Root cause #
APIRequestContext is the object behind both playwright.request and the per-test request fixture. It maintains its own cookie jar, headers, and connection pool. When you create it from the same browser context (via context.request), it shares that context’s cookies. A login performed through the API fixture writes a session cookie that the browser page then reuses — and vice versa. In one test that is convenient; across a suite it becomes nondeterministic. Test B passes only because test A happened to authenticate first, and the failure surfaces the moment the runner reorders, shards, or retries specs.

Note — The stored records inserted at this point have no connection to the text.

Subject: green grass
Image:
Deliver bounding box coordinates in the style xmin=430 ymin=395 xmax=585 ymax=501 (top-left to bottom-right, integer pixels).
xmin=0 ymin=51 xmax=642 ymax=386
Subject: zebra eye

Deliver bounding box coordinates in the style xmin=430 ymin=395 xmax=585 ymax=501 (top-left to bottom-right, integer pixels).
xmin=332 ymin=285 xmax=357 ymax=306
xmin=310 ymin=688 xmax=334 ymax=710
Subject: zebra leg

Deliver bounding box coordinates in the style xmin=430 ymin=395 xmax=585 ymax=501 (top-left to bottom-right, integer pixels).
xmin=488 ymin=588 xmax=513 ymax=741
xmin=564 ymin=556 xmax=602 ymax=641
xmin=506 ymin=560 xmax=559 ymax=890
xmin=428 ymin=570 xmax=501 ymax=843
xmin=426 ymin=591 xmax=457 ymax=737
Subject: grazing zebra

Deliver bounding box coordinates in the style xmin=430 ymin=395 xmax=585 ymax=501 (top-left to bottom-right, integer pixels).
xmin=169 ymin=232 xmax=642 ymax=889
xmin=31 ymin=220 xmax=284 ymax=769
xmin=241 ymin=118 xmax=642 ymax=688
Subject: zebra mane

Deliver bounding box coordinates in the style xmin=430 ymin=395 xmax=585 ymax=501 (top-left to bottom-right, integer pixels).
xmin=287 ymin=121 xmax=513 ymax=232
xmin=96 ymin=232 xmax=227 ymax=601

The async execution model amplifies this. Contexts hold live sockets. If a context is never disposed, its keep-alive connections and pending cookies survive into the next test through the worker’s reused process. On CI, where workers run many specs back to back, a single undisposed context can silently authorize requests that should have failed with a 401, masking real auth regressions.
Step-by-step fix #
1. Create a dedicated API context with its own storageState #
Do not reach for context.request. Build a standalone context from the playwright fixture so it owns its cookie jar.
// tests/fixtures/api.js
const { test: base } = require('@playwright/test');
exports.test = base.extend({
apiContext: async ({ playwright }, use) => {
// Fresh storageState ({}) means zero inherited cookies/auth — full isolation.
const ctx = await playwright.request.newContext({
baseURL: process.env.API_URL,
storageState: { cookies: [], origins: [] }
});
await use(ctx);
// Trade-off: disposing every test costs a few ms but prevents socket/cookie bleed.
await ctx.dispose();
}
});
2. Authenticate the API context separately from the browser #
Persist the API session to its own file so it never overwrites the UI session.
// global-setup.js
const { request } = require('@playwright/test');
module.exports = async () => {
const api = await request.newContext({ baseURL: process.env.API_URL });
await api.post('/login', { data: { user: 'svc', pass: process.env.PW } });
// Write to a distinct path so browser storageState and API storageState never collide.
await api.storageState({ path: 'storage/api-state.json' });
await api.dispose();
};
3. Wire isolated states into the project config #
Give the UI project and any API-driven setup distinct state files.
// playwright.config.js
module.exports = {
globalSetup: require.resolve('./global-setup.js'),
use: {
// Browser pages load only the UI session — the API session lives elsewhere.
storageState: 'storage/ui-state.json'
}
};
4. Dispose explicitly when you create contexts ad hoc #
Inside a test that spins up a one-off context for seeding, always dispose it.
test('seed then assert UI', async ({ playwright, page }) => {
const seed = await playwright.request.newContext({ baseURL: process.env.API_URL });
await seed.post('/orders', { data: { sku: 'A1' } });
// Dispose before the UI assertion so the seed context can't leak cookies into `page`.
await seed.dispose();
await page.goto('/orders');
await expect(page.getByText('A1')).toBeVisible();
});
Pitfalls #
- Using
context.requestfor API calls — it shares the browser cookie jar. Mitigation: create standalone contexts withplaywright.request.newContext(). - Forgetting
dispose()— leaks sockets and cookies into later specs. Mitigation: dispose in the fixture teardown so it always runs, even on failure. - One shared
storageStatefile for both UI and API — auth from one overwrites the other. Mitigation: use distinct paths per session type. - Relying on test order for auth — passes locally, fails when sharded. Mitigation: each test authenticates its own context or loads an explicit state file.
- Reusing a module-level context across files — state survives between specs. Mitigation: scope context creation to the fixture, not the module.
Reliability targets #
| Target | Goal |
|---|---|
| Order-dependent flakiness | < 0.5% of runs |
| Context disposal coverage | 100% of created contexts |
| Auth-bleed incidents per 1k runs | 0 |
| CI pass rate (sharded) | ≥ 99.5% |
Frequently Asked Questions #
Q: Does the request fixture share cookies with page by default?
A: Only if you derive it from the same browser context. The top-level request fixture and playwright.request.newContext() are independent unless you explicitly load the same storageState.
Q: When should I call dispose() versus letting Playwright clean up?
A: Playwright disposes fixture-scoped contexts automatically, but any context you create manually inside a test must be disposed by you to free its sockets and cookies before the next test runs.
Q: Can I reuse one API context across a whole file for speed? A: You can, but it reintroduces cross-test state. Prefer per-test isolation; if performance matters, share read-only contexts only and never ones that mutate auth state.